Lai, along with a member of the now-defunct Hong Kong democratic group Chow Hang-tung and activist Gwyneth Ho were also convicted in the District Court on Thursday, Hong Kong Free Press (HKFP) reported. These three were the only defendants who pleaded not guilty to the charges and went through trial. As many as 24 people were brought to the court, 16 of those who pleaded guilty had already been sentenced.
Jimmy Lai, the founder of Next Digital was already serving sentence under other charges.
He has been charged with crimes that include violating the security law. In June, Hong Kong authorities had frozen the outlet’s bank account and it resulted in the closure of its flagship newspaper Apple Daily.

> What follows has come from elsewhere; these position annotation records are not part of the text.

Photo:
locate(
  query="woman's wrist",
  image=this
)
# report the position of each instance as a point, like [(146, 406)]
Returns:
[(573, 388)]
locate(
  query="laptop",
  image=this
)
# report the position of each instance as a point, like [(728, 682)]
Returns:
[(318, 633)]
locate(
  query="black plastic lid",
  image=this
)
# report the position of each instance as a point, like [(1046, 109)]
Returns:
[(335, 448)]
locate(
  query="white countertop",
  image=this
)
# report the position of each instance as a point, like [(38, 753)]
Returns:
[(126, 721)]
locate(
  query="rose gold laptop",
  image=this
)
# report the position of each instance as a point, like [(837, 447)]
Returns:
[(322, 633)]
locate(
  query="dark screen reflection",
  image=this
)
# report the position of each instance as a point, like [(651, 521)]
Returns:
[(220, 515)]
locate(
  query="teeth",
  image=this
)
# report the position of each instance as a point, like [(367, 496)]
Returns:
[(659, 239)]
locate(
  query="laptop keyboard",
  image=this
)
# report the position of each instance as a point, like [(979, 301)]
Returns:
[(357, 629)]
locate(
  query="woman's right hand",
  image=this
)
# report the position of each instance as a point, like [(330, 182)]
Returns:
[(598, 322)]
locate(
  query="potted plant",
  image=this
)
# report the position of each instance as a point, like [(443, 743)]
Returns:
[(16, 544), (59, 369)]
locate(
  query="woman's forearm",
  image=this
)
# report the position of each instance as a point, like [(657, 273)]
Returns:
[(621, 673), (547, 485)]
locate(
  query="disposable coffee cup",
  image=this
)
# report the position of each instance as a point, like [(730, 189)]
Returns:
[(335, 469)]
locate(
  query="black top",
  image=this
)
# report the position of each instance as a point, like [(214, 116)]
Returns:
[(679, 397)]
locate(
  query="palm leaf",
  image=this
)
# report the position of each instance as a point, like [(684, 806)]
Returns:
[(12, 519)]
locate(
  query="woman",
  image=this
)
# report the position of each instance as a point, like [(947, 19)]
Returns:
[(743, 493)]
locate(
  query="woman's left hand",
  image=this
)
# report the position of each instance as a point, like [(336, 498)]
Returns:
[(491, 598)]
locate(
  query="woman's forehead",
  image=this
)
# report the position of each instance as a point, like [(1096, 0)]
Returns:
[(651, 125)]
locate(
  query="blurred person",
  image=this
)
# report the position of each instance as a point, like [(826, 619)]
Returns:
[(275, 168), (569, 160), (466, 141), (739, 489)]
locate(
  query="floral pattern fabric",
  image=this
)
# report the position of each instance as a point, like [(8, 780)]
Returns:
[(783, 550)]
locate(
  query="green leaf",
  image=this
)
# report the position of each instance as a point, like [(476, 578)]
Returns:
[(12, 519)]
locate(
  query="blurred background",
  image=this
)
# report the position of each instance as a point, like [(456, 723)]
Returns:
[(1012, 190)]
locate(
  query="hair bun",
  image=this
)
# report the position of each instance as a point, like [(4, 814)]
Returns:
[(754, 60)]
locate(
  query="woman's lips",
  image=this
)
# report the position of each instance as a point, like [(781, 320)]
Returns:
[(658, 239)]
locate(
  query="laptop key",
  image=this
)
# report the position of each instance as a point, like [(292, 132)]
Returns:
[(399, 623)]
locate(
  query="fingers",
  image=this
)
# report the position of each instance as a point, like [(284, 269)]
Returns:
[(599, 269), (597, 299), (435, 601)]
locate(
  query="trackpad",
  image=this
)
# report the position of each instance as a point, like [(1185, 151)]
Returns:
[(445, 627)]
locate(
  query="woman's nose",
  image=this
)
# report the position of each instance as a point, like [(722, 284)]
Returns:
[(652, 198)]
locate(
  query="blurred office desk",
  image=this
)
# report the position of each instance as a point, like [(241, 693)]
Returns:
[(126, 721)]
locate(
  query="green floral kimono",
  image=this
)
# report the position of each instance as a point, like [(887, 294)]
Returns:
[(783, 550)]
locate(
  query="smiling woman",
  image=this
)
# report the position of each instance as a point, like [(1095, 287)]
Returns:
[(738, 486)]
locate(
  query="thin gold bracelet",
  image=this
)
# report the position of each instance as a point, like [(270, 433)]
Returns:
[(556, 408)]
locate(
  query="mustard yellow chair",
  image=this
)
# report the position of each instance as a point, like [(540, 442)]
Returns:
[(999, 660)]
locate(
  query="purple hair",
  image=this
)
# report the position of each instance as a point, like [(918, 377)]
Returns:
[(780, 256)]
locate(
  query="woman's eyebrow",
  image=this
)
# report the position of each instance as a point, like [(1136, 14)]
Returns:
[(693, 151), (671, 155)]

Apple Daily faced advertising boycotts despite being widely read. Next Digital had stressed that it had been forced to close before any of the cases against its senior figures had gone to trial.
Meanwhile, Chow was found guilty of inciting others to take part in the Tiananmen vigil. Ho, on the other hand, was convicted of knowingly taking part in the unauthorised assembly.
Last year, the commemorative vigil was banned by the police citing COVID-19 concerns. The defendants challenged the validity of the police ban in court, but the prosecution argued that they were not entitled to do so, according to HKFP.
During her testimony, activist Ho argued that she was there not to mourn the victims, but to show resistance to the police prohibition of the event.